Not the Hype. The Reality.
Every construction technology conference features keynotes about AI transforming the industry. Most of that content describes what AI might do someday. This article focuses on what AI is actually doing today on real construction projects, with real results that justify continued investment.
The gap between AI potential and AI deployment in construction is wider than most vendors want to acknowledge. But within that gap, there are genuine production applications delivering measurable value.
Safety Monitoring and Hazard Detection
Computer vision systems that analyze jobsite camera feeds for safety hazards have reached production maturity. These systems identify missing PPE, unauthorized zone entries, and unsafe equipment operations in real time. The accuracy has improved to the point where false positive rates are low enough for site teams to trust the alerts.
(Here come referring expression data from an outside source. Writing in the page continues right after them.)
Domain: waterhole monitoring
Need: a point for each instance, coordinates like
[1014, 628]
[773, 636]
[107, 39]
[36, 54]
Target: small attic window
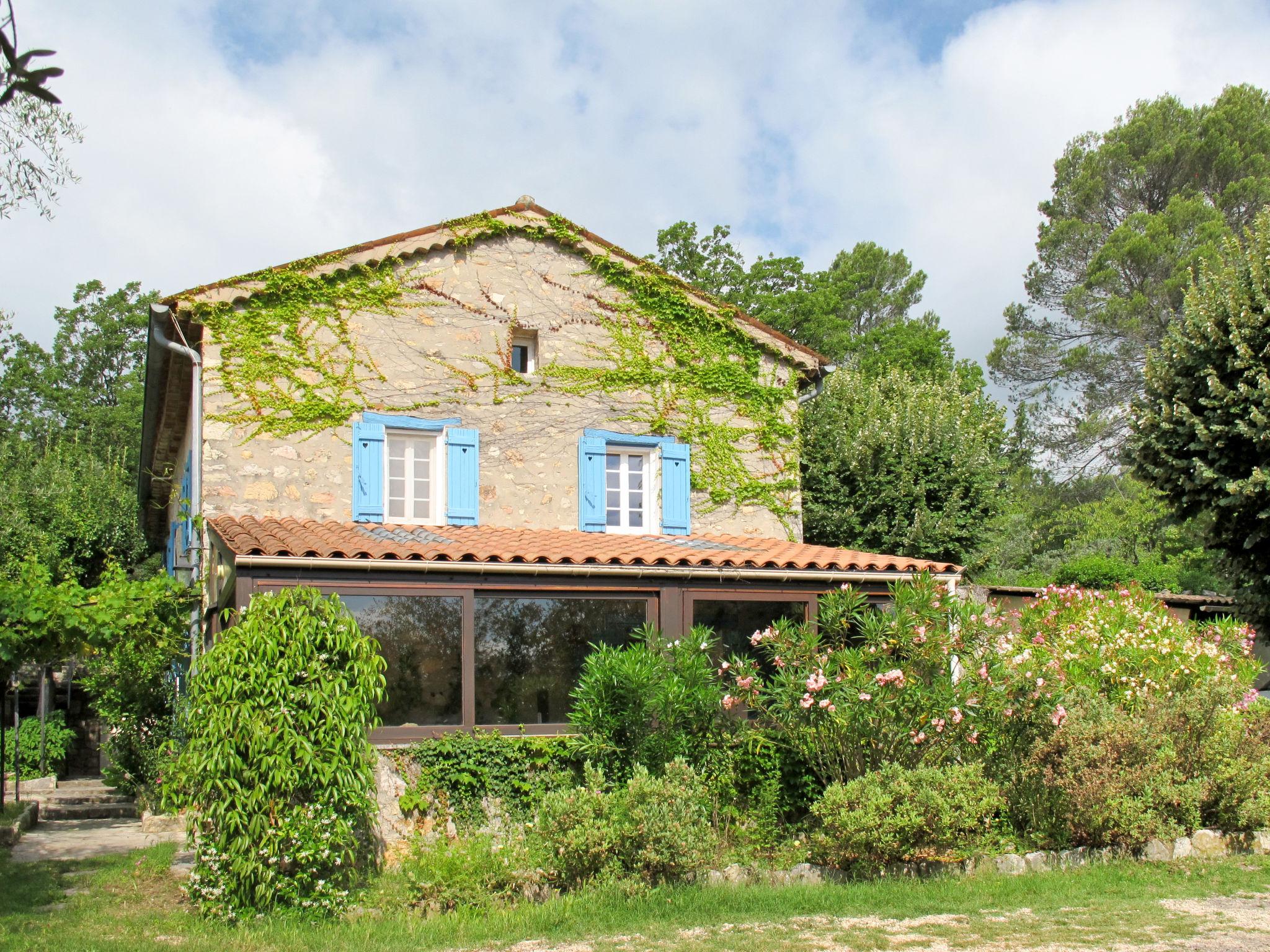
[525, 351]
The value proposition is clear. A system that monitors every camera feed continuously catches hazards that periodic human observation misses. On large projects with dozens of cameras, AI monitoring provides coverage that would require a dedicated safety team watching screens around the clock.
Progress Monitoring from Reality Capture
AI-driven comparison between BIM models and reality capture data for automated progress tracking works on straightforward elements. Structural concrete placement, steel erection, and major MEP installation can be tracked automatically with reasonable accuracy by comparing point clouds or 360-degree photos against the planned model.
The limitation is nuance. AI can tell you that a wall exists where the model shows a wall. It has more difficulty determining whether that wall is complete, properly finished, and ready for the next trade. Fine-grained progress assessment still requires human judgment, but the coarse tracking that AI handles well saves significant manual documentation effort.
Schedule Risk Analysis
Machine learning models trained on historical project data can identify schedule risk patterns that human planners might miss. These tools analyze the relationships between weather patterns, resource availability, predecessor task performance, and schedule outcomes to flag activities with elevated delay risk.
The practical value is in focus rather than prediction. Knowing that a particular activity has a high probability of delay based on historical patterns helps project teams allocate management attention and contingency resources proactively rather than reactively.
Document Processing and Classification
Natural language processing for construction document management has matured significantly. Automated classification of submittals, RFIs, and correspondence reduces the administrative burden of document management. Extraction of key data from unstructured documents, like pulling specification requirements from PDF submittals, saves hours of manual review.
These are not glamorous applications, but they address real productivity drains. A project that processes hundreds of submittals benefits more from automated classification than from any advanced coordination tool.
Plan and Drawing Review
AI tools that compare drawing sets for conflicts, check code compliance, and identify coordination issues before modeling begins are showing strong results in early adoption. These tools work best as a first-pass filter that catches obvious issues, freeing human reviewers to focus on complex judgment calls.
The accuracy is not perfect, and the tools work better on standardized building types where training data is abundant. But even imperfect automated review that catches 60-70% of issues before human review begins creates meaningful time savings on document-intensive projects.
The Honest Assessment
AI in construction is real, but it is narrower than the marketing suggests. The tools that work solve specific, well-defined problems with sufficient data. The tools that struggle attempt broad, context-dependent reasoning that current AI technology cannot reliably deliver in construction environments. Invest in the proven narrow applications. Be skeptical of claims about general-purpose AI construction management.